Note that in each stochastic gradient descent iteration, only the error for the correct class \(y_c - \hat{y}\) is used to update the weights.

This derivative of the softmax loss function above is computed only with respect to the weights in the last layer. However, the derivative needs to be computed with respect to all weights in the network. For weights in the hidden or earlier layers, backward differentiation can be used to compute the derivative of the loss function with respect to those weights. Each node in a layer is a function whose derivatives with respect to the weights in that node can be computed and used in backward differentiation.

Update Weights: Finally, the weights and biases of the network are adjusted in the opposite direction of the gradient, using a technique called gradient descent or one of its variants (such as stochastic gradient descent, Adam, RMSprop, etc.). This update step aims to minimize the loss function, effectively improving the model’s performance over time.

The stochastic gradient descent rule used to update the weights is as follows:

\[ \theta := \theta - \alpha \frac{\partial J(\theta)}{\partial \theta} \]

Challenges with Neural Language Models

Some challenges with neural language models includes the fact that the sliding fixed context window could be too small and increasing it’s size also increases the size of the embedding matrix, \(W\) since embeddings need to be concatenated and multiplied to W.

Also, using a fixed-size window can be problematic because if a neural network is trained with a fixed window, then the size of the input sequence must be consistent with the size of the fixed window used for training.

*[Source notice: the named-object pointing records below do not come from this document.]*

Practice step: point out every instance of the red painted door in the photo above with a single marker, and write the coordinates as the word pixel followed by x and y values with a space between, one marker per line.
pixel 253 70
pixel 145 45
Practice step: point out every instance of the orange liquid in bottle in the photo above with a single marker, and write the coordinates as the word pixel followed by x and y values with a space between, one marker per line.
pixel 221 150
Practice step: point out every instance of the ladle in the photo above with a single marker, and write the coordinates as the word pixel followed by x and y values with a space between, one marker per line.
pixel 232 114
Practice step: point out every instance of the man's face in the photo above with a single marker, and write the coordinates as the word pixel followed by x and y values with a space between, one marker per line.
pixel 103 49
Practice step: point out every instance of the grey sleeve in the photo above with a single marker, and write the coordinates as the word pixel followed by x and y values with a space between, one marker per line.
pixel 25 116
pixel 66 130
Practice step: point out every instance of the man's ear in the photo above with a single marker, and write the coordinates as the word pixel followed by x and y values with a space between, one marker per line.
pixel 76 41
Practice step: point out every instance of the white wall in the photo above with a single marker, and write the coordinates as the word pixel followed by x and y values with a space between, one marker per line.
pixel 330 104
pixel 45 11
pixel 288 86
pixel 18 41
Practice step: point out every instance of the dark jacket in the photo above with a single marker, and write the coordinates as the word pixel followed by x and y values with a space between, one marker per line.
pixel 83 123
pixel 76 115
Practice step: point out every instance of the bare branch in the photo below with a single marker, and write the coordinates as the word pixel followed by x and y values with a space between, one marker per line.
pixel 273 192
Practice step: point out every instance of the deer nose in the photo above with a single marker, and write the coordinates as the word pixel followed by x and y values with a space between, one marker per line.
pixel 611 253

Fixed-size window require input sequences to be of a consistent length. However, natural language often involves variable-length sequences, such as sentences or documents of different lengths. Requiring all inputs to conform to the fixed window size introduces the need for padding (adding dummy values) or truncation (cutting off parts of the sequence), which can lead to information loss or inefficiency.

The inflexibility of feed forward neural language models with variable-length sequences can be handled naturally with RNNs without requiring padding or truncation. RNNs process input sequences one element at a time, updating their internal states recursively, which allows them to accommodate inputs of different lengths.